PreCalculus in 2016-2017

In the earlier parts of the summer vacation there was a bit of discussion on Twitter about the topics typically covered in precalculus. For our course, use the 8th edition PreCalculus textbook by Demana, Waits, Foley, and Kennedy.  You can find a list of the topics by chapter here.  This may seem rambling, stick with me.  

The first semester of our course covers chapters 1 through 3.  This primarily means we discuss the analysis of various types of functions including linear, quadratic, cubic & other polynomials, rationals, logarithms and exponentials.  In our study, we talk about the basic concepts related to these functions: domain, range, continuity, extrema, symmetry, intercepts, etc and then examine how these change (or don't change) when various transformations are applied.  These chapters also include some great opportunities for applications of the functions including vertical free fall problems and finance problems.  

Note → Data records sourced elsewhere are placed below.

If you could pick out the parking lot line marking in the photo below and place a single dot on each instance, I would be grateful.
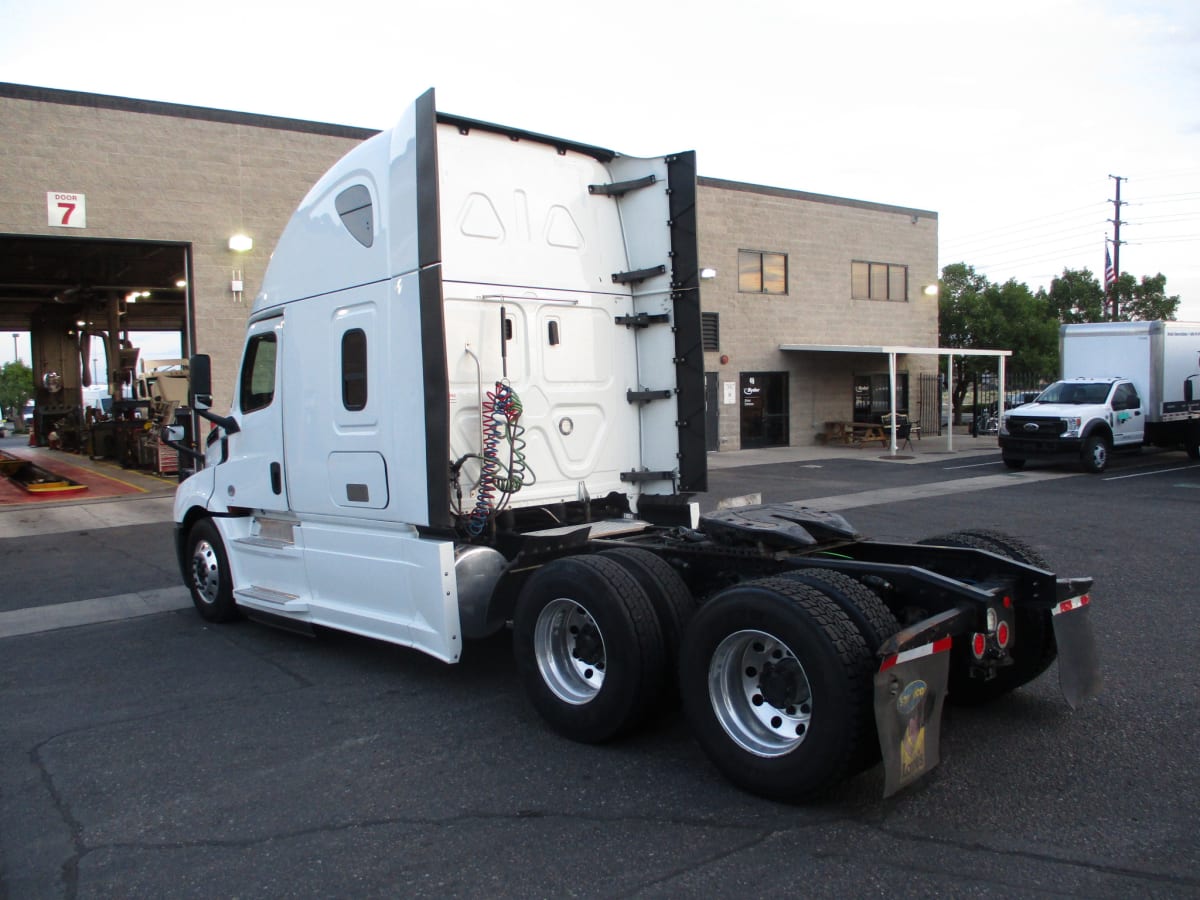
(936, 489)
(37, 619)
(25, 522)
(1152, 472)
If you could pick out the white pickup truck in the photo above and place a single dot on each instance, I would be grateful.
(1093, 412)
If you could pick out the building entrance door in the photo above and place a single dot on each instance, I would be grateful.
(763, 402)
(712, 413)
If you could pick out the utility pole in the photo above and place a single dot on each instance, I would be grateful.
(1111, 288)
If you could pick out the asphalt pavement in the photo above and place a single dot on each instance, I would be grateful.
(148, 754)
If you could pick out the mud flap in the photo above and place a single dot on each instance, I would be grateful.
(1079, 666)
(910, 689)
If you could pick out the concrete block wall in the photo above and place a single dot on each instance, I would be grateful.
(181, 174)
(821, 235)
(163, 174)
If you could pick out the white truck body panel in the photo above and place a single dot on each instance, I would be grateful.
(1157, 357)
(450, 256)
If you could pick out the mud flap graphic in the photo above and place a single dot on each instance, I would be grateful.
(1079, 669)
(910, 689)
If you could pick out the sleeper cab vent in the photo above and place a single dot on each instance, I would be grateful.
(358, 215)
(358, 480)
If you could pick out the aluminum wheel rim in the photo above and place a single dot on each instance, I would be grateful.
(570, 652)
(205, 571)
(760, 693)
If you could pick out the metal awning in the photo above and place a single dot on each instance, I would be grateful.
(901, 351)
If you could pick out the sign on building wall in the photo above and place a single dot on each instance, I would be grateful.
(66, 209)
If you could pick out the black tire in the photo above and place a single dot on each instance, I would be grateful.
(1033, 646)
(777, 685)
(574, 618)
(874, 621)
(208, 574)
(1093, 455)
(670, 597)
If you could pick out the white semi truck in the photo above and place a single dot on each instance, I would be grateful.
(472, 399)
(1125, 385)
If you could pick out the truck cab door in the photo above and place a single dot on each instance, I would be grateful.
(253, 475)
(1128, 418)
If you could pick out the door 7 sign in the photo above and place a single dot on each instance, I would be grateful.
(66, 209)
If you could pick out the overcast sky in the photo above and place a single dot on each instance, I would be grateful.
(1005, 118)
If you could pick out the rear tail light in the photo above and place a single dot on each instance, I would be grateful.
(1003, 634)
(979, 645)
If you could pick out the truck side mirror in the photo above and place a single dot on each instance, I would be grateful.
(199, 375)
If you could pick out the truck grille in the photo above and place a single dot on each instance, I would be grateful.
(1031, 426)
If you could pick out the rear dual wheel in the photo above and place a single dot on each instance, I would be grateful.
(777, 685)
(588, 648)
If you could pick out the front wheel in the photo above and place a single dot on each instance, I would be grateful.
(777, 685)
(208, 574)
(1093, 456)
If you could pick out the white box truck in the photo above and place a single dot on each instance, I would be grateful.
(1125, 385)
(471, 399)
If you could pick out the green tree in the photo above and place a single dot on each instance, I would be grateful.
(16, 388)
(1145, 300)
(1077, 297)
(975, 313)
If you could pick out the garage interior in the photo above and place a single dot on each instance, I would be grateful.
(85, 303)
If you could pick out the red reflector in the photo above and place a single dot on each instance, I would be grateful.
(1002, 634)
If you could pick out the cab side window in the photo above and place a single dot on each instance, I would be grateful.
(257, 387)
(1126, 397)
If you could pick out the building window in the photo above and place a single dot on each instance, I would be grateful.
(879, 281)
(761, 273)
(871, 396)
(711, 330)
(354, 370)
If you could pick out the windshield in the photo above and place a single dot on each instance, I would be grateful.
(1075, 393)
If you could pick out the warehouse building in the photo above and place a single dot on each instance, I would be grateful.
(125, 220)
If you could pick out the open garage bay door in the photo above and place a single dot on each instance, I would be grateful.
(71, 293)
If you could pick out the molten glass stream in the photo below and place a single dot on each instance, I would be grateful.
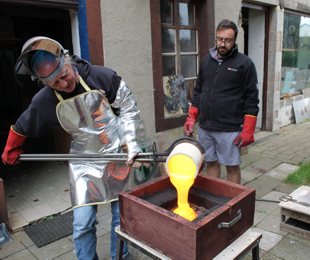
(182, 175)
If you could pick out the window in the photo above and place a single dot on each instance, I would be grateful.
(179, 39)
(178, 28)
(295, 73)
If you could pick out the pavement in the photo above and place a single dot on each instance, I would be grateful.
(41, 189)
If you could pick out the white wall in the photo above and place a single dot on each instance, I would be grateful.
(256, 51)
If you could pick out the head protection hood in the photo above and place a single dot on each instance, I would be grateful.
(23, 69)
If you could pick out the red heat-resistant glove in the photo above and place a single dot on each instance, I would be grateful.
(246, 137)
(13, 148)
(191, 119)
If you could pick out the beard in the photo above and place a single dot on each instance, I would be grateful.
(223, 51)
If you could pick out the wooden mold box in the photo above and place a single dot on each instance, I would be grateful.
(178, 238)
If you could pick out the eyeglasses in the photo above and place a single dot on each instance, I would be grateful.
(227, 41)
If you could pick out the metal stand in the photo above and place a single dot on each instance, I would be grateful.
(249, 241)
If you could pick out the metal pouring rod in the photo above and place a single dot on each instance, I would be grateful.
(73, 157)
(86, 155)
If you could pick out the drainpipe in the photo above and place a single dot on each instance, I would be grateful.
(83, 32)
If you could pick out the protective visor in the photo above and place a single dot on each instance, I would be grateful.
(23, 70)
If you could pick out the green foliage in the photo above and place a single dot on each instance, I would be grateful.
(301, 176)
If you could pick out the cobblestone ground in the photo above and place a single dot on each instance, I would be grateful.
(263, 255)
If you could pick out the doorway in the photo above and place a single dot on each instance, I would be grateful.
(254, 21)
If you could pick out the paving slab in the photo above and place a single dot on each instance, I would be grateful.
(17, 222)
(291, 249)
(60, 204)
(67, 256)
(23, 238)
(277, 174)
(31, 215)
(286, 188)
(269, 162)
(286, 167)
(263, 185)
(258, 168)
(22, 255)
(258, 217)
(272, 223)
(269, 239)
(248, 175)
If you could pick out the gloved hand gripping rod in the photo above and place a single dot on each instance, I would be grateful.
(153, 156)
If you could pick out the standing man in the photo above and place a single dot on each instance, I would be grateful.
(226, 100)
(99, 111)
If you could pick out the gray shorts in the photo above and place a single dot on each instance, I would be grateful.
(219, 146)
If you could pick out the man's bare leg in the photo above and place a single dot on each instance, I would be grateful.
(214, 169)
(233, 173)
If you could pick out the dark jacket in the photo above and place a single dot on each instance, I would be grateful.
(41, 113)
(224, 93)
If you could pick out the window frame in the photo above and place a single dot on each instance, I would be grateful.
(297, 13)
(204, 19)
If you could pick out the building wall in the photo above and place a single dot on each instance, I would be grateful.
(280, 112)
(127, 44)
(128, 50)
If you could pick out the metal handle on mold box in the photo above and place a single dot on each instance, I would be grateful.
(229, 224)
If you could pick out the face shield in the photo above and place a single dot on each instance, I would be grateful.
(24, 72)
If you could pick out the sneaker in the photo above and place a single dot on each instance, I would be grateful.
(128, 257)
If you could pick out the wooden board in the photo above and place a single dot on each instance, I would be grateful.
(178, 238)
(296, 227)
(296, 215)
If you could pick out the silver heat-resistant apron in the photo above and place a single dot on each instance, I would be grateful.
(93, 127)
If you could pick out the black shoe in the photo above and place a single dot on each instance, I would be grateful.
(128, 257)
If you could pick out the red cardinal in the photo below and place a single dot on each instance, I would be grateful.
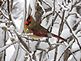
(39, 31)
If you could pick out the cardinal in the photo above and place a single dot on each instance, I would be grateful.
(32, 26)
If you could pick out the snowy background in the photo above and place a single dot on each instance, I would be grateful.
(60, 17)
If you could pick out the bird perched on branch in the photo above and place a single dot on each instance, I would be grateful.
(37, 30)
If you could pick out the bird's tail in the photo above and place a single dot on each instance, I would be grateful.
(58, 37)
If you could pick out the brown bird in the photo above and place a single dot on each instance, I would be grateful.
(37, 30)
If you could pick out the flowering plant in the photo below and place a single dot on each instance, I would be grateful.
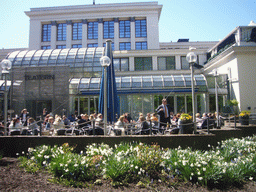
(185, 117)
(244, 114)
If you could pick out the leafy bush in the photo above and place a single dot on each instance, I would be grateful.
(232, 162)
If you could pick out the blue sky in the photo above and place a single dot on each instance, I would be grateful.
(198, 20)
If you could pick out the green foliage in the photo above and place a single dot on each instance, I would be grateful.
(232, 162)
(233, 102)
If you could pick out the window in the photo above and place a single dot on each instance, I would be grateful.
(62, 32)
(141, 45)
(143, 63)
(46, 47)
(93, 30)
(124, 29)
(141, 28)
(166, 63)
(125, 46)
(61, 46)
(121, 64)
(108, 29)
(46, 32)
(92, 45)
(77, 46)
(184, 63)
(112, 45)
(77, 31)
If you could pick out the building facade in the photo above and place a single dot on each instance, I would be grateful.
(61, 69)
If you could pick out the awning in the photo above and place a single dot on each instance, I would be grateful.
(141, 84)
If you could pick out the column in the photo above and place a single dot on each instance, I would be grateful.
(69, 34)
(131, 63)
(154, 63)
(116, 33)
(100, 32)
(53, 34)
(175, 104)
(84, 33)
(132, 33)
(177, 62)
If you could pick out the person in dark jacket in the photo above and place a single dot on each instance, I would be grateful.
(163, 111)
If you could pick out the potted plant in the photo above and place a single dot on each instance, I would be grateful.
(244, 117)
(186, 124)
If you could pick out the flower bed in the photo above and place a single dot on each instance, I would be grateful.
(231, 163)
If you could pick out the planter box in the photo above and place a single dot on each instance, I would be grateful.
(244, 120)
(186, 127)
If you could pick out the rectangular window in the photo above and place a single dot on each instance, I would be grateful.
(143, 63)
(112, 45)
(141, 28)
(92, 45)
(93, 30)
(166, 63)
(125, 46)
(108, 29)
(121, 64)
(61, 46)
(62, 32)
(141, 45)
(124, 29)
(76, 46)
(46, 32)
(184, 62)
(77, 31)
(46, 47)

Our study of trigonometry begins upon finishing chapter 3.  This past year that fell about 2 weeks before Christmas break.  Typically we cover the functions, their inverses and the associated identities most of the second semester.  This means our year typically ends at the end of chapter 5.

Goal for this year...
Our algebra 2 teacher did an AMAZING job last year of digging more deeply into functions.  I expect this will speed our study this year.  My goal for the upcoming year is to finish at least chapters 1-4 in first semester and start with trig identities in second semester. 

My questions...
Am I expecting too much to cover that much material in first semester?
Calculus teachers:  Should I follow the order of the book - Vectors (Ch 6), Matrices (Ch 7), Conics (Ch 8), etc - or are there certain chapters that I should DEFINITELY cover to best prepare my students for calculus?

1 comment:

  1. For Calculus, if you can cover chapter 6 through an introduction to polar coordinates, then Sequences and Series your students will be able to destroy the AP exam next year or will have many more examples in their heads if they take calculus in college.